Until today. This morning, the National Republican Senatorial Committee pulled all of the remaining airtime it had reserved for the Missouri Senate race—more than $2.8 million worth, according to a document showing the cancellation—a sign that they have given up this Senate race for dead.
Stations typically allow political advertisers to cancel slots two weeks out, and can be flexible when buyers face an emergency (say, if your favored candidate makes himself nonviable overnight with a comment about “legitimate rape”). But advance is the watchword if you’re making reservations. If the NRSC desired, two weeks from now, to get back on the schedule, it would prove very costly. So NRSC’s decision to yank all of its advertising, today, is a dramatic one.
Their call is in line with a growing resignation among Missouri Republicans. Polling is still wacky thanks to the Republican Convention, but they are reading early polls as evidence that Akin’s numbers are indeed hurtling toward earth. Even as the GOP makes a concerted effort to get through to the few politicos who still have Akin’s ear (one former Republican staffer said leaders are even reaching out to folks who used to work with Mike Huckabee for an inside line), they are progressively more accepting of the reality that Akin may never budge. The staffer is already reviewing the tapes, tracing the roots of the disaster to Sen. Roy Blunt’s failure to pick a horse in the primary.
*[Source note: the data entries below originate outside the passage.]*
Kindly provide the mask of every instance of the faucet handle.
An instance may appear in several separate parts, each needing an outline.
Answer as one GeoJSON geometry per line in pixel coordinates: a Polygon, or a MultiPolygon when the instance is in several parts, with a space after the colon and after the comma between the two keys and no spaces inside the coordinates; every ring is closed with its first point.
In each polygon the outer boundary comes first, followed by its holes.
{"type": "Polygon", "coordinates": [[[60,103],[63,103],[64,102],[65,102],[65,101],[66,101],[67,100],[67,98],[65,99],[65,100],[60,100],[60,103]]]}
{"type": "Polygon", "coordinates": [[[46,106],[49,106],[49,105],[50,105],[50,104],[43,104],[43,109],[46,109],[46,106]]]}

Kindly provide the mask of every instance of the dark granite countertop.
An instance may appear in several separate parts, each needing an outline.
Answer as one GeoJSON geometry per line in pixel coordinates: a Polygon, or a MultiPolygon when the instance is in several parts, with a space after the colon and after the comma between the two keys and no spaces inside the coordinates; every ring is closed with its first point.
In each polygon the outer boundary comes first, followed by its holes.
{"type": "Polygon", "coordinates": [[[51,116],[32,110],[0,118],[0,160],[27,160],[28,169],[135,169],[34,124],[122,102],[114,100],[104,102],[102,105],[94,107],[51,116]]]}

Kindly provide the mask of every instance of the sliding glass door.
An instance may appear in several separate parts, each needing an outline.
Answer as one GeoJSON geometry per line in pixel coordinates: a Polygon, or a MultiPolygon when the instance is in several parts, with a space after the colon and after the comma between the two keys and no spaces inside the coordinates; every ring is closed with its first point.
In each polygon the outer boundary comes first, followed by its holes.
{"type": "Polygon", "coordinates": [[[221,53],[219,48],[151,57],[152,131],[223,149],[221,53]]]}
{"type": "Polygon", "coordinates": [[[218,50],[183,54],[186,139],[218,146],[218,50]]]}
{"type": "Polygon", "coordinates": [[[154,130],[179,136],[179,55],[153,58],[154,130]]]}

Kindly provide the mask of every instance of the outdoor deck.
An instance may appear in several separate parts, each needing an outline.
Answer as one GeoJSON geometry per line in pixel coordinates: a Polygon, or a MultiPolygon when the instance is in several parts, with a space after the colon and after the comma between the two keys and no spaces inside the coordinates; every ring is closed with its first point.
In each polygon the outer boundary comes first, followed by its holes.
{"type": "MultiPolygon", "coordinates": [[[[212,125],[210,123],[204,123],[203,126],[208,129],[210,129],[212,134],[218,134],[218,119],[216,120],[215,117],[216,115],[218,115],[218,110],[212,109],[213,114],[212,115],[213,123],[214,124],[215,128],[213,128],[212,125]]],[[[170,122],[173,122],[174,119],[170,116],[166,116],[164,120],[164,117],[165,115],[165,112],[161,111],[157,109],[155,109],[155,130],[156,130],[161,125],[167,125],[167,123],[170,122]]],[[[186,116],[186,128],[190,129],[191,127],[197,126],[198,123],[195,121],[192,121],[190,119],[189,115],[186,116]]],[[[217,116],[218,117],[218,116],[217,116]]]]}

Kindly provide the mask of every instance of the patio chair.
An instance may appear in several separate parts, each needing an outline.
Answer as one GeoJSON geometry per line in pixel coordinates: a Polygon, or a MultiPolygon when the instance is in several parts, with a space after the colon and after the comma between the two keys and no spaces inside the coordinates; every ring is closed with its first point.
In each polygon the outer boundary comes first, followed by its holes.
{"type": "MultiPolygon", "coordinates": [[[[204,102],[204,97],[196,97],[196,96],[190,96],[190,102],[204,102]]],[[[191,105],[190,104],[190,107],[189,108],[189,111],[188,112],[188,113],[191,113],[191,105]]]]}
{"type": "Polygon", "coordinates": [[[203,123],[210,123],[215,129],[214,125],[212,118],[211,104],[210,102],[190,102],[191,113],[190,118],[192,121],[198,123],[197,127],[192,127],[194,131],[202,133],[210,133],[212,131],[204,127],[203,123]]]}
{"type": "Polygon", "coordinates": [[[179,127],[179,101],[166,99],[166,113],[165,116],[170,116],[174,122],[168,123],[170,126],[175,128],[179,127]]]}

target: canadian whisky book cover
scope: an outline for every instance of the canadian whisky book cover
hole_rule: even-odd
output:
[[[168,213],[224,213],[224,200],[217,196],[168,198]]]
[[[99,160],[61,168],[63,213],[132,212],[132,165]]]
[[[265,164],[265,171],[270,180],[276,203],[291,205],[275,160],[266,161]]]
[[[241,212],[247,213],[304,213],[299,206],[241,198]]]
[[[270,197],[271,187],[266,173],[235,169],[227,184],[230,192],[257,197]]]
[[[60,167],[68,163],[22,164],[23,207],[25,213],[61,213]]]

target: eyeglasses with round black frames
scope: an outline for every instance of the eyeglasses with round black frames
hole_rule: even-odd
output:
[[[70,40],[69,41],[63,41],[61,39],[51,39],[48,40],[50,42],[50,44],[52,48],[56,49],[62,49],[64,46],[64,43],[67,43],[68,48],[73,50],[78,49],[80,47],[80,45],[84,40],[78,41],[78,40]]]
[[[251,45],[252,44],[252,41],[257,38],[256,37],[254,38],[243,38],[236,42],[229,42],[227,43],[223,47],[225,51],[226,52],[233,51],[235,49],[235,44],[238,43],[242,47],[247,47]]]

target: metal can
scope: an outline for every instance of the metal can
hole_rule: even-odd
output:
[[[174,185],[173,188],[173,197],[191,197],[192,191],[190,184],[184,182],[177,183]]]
Another Republican stalwart, when I told him I was covering the McCaskill – Akin race, replied dryly, “Congratulations.”
Initially, when Republican outside spending groups swore to pull their airtime unless Todd Akin dropped out of the race, a pledge forcefully rearticulated by RNC Chair Reince Priebus, who promised not a penny to Akin even if he’s tied, some observers’ response was a great big eye roll. “The Republican Senate committee, Crossroads, they want to beat McCaskill. And if they feel it’s beneficial to come in, and slam McCaskill without supporting Akin, they will,” said Dave Robertson, a political professor at the University of Missouri-St. Louis. It’s not overly cynical, given that at least one big player in Missouri is still hedging. On Monday, Crossroads GPS pulled a week of ad time they had booked for mid-September, but left in place airtime reserved through Election Day—a fact that McCaskill seized upon for a fundraising email sent Monday. Obviously, NRSC’s decision was driven to a great degree by polling. But it also reveals the outer limits of whose candidacy is acceptable, even in an election as high-stakes and nasty as this one.